This also exceeded last year’s total shortfall.
The amount of deficit from the country’s overseas trade crossed the previous peak of $23.7 billion, registered last fiscal year, thanks to steep import bills resulting from soaring commodity prices in the international market.
With its inadequate domestic production, Bangladesh has to import a number of key commodities, namely wheat, edible oil, sugar and pulses.
The country also has to import petroleum, industrial raw materials and intermediate goods to run both its domestic market and export-oriented industries.
Imports, which slowed in the last two months, were still 41% higher year-on-year in the July-April period whereas exports grew 35% at the same time.

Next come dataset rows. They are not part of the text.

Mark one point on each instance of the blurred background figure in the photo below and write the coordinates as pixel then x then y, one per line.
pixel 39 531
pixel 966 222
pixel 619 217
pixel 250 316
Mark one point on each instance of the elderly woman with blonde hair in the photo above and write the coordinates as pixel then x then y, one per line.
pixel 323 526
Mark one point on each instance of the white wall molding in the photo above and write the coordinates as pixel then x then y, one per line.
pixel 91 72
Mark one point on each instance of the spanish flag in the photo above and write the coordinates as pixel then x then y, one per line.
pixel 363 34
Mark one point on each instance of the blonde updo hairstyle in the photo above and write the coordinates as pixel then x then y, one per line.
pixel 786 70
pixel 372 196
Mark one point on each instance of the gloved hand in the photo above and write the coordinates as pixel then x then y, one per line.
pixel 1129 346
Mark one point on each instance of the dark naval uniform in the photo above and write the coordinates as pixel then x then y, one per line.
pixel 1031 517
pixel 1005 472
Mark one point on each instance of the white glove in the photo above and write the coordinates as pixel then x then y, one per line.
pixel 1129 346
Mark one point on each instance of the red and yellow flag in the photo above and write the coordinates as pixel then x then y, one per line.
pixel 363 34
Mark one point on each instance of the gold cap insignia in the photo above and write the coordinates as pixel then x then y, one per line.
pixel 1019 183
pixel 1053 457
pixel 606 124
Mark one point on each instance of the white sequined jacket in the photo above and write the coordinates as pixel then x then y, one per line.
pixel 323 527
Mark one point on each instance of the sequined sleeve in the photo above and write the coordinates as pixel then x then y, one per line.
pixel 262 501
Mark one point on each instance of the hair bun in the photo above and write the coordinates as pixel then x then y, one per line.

The gap against the backdrop of a drop in the inflow of remittance, a major pillar of Bangladesh’s $465 billion economy, worsened the availability of foreign exchange to finance imports and increased pressure on once comfortable foreign exchange reserves.
Current account deficit ballooned over nine times year-on-year to $15.30 billion, the highest on record, in the July-April period of the current fiscal, central bank data showed.
The previous widest deficit in the current account was the $9.56 billion recorded in FY18.
The amount of imbalance was $4.5 billion last fiscal year.
Overall balance with regard to the external account also became negative until this fiscal year from positive balances in the last two fiscal years, according to the data.